Destarte, embora se denote o recolhimento dos valores correspondentes ao SAT – cujo escopo se resume, especificamente, ao custeio do auxílio acidentário, não há como afastar a responsabilidade das empresas no sustento desses benefícios quando estas próprias não implementam ferramentas adequadas de segurança e higiene no ambiente de trabalho ou quando agem em falta no treinamento dos respectivos funcionários em atividades que demandam, pela natureza dos serviços, cuidados excepcionais preconizados em regras ordinárias de medicina do trabalho ou outras instituídas (NRs) que visam à garantia da integridade física e da saúde dos empregados. Assim sendo, para a responsabilidade específica da empresa nestas hipóteses, basta a configuração de qualquer culpa empreendida por parte do empregador. Esta é, de fato, a inteligência de julgados dos Tribunais Federais, o que não poderia deixar de ser pela lógica e por critério de justiça (“É dever da empresa fiscalizar o cumprimento das determinações e procedimentos de segurança do trabalho. Nesse prisma, a não-adoção de precauções recomendáveis, se não constitui a causa em si do acidente, evidencia negligência da empresa que, com sua conduta omissiva, deixou de evitar o acidente, sendo responsável, pois, pela reparação do dano, inclusive em ação regressiva ajuizada pelo INSS”. TRF 2ª Região. AC nº. 474233, DJ de 20/05/2010, por exemplo).

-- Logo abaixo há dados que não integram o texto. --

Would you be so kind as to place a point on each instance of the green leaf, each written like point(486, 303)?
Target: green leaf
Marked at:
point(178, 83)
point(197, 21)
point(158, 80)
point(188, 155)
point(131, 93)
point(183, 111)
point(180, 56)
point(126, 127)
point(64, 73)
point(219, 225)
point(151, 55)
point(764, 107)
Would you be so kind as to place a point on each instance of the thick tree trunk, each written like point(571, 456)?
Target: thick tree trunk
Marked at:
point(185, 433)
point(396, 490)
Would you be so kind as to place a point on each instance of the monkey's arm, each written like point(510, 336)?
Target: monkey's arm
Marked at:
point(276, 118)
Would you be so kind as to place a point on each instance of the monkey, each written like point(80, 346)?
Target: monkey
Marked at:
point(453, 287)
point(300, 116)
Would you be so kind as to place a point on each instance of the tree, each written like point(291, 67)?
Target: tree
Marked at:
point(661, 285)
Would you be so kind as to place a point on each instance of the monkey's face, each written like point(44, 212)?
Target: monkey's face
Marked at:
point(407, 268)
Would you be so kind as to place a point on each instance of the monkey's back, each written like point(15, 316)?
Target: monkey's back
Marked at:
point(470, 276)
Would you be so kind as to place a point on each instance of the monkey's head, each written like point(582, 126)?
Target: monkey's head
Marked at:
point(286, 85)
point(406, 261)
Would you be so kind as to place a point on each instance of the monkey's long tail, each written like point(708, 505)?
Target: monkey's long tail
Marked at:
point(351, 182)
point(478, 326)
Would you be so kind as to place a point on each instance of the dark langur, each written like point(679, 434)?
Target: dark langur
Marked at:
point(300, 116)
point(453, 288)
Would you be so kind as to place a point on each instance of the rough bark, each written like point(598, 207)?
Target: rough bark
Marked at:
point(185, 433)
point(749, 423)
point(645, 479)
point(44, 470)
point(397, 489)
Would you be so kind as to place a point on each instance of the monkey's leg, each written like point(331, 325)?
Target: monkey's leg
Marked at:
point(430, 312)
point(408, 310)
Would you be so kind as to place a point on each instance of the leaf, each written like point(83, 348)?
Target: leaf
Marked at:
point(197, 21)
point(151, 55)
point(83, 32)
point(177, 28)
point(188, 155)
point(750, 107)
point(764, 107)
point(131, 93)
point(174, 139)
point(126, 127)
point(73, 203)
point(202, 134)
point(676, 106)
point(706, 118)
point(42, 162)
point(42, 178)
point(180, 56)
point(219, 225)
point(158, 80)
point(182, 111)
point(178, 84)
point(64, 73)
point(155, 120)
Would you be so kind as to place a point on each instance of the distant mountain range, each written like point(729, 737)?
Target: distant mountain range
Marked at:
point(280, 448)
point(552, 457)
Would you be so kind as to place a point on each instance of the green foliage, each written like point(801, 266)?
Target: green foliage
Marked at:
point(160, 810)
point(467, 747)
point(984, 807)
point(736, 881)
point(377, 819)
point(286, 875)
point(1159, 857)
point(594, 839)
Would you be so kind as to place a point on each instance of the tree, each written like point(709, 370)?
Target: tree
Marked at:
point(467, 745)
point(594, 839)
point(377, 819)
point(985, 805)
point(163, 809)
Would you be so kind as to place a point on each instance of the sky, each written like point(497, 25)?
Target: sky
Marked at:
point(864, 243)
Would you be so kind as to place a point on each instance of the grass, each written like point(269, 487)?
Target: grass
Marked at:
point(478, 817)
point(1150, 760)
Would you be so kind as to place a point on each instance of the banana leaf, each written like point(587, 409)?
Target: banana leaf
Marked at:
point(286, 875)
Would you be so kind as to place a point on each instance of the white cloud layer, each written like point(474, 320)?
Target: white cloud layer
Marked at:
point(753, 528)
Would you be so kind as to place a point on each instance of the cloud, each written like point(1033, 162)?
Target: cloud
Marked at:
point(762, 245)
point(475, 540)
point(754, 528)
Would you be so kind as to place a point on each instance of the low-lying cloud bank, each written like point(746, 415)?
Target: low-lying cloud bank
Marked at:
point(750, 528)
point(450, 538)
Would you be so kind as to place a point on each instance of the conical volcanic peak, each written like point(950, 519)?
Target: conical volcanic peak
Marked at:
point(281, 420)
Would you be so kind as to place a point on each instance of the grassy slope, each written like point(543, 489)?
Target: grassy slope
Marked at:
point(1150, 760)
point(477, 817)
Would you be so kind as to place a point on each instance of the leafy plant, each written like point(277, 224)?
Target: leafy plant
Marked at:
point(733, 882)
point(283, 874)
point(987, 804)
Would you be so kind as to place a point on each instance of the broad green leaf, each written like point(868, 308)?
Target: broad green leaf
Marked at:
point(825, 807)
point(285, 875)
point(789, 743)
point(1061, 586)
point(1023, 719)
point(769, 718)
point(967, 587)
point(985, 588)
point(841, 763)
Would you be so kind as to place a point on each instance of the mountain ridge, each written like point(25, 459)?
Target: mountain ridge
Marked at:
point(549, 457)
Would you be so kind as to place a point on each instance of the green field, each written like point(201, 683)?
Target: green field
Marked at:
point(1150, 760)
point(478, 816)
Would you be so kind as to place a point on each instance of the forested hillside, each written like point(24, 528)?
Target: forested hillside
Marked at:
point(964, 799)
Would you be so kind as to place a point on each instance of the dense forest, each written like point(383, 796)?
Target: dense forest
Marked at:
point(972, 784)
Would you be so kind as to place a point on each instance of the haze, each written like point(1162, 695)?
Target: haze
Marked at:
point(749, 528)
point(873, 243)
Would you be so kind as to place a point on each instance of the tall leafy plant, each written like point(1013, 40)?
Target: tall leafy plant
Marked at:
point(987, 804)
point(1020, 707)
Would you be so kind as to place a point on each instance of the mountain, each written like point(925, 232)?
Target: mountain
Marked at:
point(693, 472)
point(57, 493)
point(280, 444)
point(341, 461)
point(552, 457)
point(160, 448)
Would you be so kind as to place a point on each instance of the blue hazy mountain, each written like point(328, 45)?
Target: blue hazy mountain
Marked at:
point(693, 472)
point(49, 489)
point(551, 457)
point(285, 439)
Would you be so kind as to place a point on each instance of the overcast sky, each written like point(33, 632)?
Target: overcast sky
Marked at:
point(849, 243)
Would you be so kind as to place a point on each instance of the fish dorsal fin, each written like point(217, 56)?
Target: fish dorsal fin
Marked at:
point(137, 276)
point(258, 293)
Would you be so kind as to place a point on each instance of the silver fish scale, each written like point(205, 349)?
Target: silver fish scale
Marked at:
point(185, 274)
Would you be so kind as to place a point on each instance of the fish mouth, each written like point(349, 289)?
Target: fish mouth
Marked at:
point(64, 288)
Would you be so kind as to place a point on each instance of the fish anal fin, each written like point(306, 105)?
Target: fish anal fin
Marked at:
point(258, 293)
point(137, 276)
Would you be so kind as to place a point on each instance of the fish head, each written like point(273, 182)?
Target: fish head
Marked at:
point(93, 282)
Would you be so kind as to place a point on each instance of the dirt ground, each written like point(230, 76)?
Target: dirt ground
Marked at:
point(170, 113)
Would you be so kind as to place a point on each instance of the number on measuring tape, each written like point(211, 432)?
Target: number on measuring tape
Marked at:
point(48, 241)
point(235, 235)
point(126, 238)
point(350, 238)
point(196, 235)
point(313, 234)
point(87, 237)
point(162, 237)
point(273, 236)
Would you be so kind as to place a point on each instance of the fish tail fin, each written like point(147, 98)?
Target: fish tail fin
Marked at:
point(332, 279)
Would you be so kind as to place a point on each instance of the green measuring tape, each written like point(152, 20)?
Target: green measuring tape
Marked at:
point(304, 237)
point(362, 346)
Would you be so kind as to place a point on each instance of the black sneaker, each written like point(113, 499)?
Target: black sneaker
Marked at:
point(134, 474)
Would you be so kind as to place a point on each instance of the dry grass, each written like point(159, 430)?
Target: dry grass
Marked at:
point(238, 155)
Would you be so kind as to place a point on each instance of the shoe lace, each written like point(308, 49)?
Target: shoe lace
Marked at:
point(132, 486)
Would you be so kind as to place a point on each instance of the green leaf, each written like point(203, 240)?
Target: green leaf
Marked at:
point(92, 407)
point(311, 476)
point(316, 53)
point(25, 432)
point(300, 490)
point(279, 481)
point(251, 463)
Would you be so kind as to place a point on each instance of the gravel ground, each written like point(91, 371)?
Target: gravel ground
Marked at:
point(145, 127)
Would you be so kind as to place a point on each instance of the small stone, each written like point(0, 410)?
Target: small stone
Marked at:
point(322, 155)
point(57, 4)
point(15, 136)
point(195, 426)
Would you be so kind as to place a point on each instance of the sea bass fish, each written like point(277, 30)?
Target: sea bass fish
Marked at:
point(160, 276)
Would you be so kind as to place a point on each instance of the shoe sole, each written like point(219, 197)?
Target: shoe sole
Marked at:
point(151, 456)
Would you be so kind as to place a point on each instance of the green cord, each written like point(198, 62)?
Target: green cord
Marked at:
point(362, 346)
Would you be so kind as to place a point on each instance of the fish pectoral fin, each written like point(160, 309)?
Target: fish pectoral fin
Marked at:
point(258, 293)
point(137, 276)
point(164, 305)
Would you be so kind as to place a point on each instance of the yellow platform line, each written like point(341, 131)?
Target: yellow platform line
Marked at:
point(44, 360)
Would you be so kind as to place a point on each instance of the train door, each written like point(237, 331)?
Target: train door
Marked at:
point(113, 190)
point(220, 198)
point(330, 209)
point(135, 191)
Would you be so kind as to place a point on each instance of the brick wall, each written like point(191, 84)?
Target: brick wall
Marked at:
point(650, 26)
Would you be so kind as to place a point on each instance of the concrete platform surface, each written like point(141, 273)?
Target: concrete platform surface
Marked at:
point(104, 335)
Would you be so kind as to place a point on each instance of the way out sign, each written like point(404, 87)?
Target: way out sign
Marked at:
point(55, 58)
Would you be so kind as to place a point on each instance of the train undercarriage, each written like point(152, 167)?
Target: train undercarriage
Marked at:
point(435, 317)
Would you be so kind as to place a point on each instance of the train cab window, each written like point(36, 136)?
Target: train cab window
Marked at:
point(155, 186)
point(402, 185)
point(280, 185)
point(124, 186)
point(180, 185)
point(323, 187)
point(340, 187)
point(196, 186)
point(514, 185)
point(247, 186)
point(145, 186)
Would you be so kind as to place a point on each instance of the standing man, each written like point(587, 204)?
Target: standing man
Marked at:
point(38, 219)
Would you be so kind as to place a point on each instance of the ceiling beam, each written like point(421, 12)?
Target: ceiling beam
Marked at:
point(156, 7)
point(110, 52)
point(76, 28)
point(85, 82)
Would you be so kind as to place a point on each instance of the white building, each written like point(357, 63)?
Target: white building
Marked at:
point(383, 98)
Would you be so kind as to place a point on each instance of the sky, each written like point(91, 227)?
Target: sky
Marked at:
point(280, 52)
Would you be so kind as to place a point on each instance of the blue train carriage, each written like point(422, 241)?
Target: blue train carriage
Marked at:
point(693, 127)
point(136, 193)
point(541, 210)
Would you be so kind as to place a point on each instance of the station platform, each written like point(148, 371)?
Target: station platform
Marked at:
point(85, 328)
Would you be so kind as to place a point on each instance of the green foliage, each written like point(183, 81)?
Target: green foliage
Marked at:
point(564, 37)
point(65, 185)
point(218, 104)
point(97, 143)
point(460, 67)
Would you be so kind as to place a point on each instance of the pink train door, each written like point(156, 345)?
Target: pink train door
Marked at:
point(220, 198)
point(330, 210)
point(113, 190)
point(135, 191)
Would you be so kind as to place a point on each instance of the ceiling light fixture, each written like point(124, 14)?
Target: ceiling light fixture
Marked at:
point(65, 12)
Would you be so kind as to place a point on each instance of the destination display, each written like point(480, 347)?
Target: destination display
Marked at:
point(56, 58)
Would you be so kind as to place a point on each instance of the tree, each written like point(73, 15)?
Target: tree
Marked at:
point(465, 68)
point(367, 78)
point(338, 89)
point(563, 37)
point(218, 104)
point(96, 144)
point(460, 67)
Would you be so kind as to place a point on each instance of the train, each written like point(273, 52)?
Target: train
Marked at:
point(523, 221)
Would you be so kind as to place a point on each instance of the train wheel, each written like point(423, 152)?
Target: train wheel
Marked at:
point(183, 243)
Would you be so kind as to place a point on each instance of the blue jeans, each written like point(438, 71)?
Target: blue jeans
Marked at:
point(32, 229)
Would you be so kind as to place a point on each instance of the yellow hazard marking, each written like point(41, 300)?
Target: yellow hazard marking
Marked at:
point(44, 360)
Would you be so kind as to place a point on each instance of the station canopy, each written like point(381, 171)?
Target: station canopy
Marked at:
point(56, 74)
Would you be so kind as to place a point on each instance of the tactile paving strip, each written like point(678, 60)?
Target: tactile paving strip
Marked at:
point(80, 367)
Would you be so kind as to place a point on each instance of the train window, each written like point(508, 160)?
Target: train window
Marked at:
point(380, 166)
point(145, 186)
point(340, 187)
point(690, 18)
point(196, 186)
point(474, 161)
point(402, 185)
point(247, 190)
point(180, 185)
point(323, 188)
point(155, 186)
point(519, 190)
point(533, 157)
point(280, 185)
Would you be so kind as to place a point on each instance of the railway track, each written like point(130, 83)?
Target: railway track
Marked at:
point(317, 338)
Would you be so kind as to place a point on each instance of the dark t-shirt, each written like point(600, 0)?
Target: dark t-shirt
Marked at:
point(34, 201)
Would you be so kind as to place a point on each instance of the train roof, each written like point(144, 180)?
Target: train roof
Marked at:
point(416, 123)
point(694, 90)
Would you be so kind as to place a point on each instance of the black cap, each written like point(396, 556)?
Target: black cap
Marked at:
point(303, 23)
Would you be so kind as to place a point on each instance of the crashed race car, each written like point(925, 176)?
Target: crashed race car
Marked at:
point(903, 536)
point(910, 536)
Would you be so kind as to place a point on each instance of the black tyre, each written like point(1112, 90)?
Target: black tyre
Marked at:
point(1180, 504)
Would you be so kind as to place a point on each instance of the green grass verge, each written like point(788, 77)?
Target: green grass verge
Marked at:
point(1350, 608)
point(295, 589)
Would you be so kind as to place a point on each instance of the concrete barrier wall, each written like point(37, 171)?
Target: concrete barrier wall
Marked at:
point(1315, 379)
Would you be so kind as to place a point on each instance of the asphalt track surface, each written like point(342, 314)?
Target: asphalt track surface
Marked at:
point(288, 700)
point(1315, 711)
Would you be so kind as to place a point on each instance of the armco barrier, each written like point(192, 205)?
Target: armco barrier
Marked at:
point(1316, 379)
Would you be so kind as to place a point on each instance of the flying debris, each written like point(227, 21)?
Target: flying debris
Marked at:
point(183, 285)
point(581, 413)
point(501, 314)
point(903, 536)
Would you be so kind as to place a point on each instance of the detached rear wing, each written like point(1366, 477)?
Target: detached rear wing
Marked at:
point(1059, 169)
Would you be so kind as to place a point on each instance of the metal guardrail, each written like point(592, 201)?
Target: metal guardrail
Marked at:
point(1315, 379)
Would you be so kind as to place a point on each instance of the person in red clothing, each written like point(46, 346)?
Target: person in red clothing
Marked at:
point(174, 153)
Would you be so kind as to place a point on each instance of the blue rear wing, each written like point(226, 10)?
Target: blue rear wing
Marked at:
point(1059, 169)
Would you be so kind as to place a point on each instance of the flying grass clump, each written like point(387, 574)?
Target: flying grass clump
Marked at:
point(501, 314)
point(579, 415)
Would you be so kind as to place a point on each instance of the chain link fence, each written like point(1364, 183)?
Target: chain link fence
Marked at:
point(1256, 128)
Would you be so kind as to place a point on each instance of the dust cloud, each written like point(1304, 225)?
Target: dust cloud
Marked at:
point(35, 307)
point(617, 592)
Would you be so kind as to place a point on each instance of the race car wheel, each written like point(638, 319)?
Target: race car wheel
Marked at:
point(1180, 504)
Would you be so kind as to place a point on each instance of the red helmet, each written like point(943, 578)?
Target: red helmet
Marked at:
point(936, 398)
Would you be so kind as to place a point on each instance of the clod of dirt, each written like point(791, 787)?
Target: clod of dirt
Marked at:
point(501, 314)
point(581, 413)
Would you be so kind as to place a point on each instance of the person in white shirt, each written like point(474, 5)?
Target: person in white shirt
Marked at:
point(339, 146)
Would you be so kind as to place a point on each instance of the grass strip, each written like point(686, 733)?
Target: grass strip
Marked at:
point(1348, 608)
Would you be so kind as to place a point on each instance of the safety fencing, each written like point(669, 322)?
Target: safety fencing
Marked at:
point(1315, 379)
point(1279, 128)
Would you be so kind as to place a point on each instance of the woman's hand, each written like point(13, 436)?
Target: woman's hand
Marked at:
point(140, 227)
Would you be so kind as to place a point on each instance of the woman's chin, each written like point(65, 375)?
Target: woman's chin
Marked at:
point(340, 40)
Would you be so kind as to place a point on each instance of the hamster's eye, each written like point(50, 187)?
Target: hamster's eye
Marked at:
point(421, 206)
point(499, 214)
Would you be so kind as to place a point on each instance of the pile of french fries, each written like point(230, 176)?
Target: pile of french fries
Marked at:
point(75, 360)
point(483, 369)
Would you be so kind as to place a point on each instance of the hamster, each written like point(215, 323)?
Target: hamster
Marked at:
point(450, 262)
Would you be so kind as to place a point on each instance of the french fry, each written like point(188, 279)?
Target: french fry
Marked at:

Neste contexto, há de se perceber, como bastante apropriada, a imposição do sistema legal em revelar ao empregador a necessidade perene e ininterrupta de instituir medidas assecuratórias à segurança, salubridade e higiene no respectivo ambiente de trabalho, já que sua negligência (culpa) pode desdobrar na responsabilidade direta da empresa à manutenção dos benefícios decorrentes de acidente de trabalho, além da obrigatoriedade, em seara judicial, de ressarcimento aos cofres do RGPS pelo indevido adimplemento financeiro pelo INSS.
Quanto à pensão por morte, muito dificilmente as decisões transportem a incumbência às empresas, já que os beneficiários poderiam ficar a reboque da descontinuidade da prestação do benefício, isso sem mencionar o exaurimento do próprio direito por motivos alheios à vontade dos envolvidos. A tendência jurisdicional, nestes casos, é reservar o adimplemento da pensão por morte ao INSS, em homenagem à universalidade de cobertura e do atendimento e à dignidade da pessoa humana (parágrafo único, inciso I, do art. 194, c/c inciso V, do art. 201, da CF).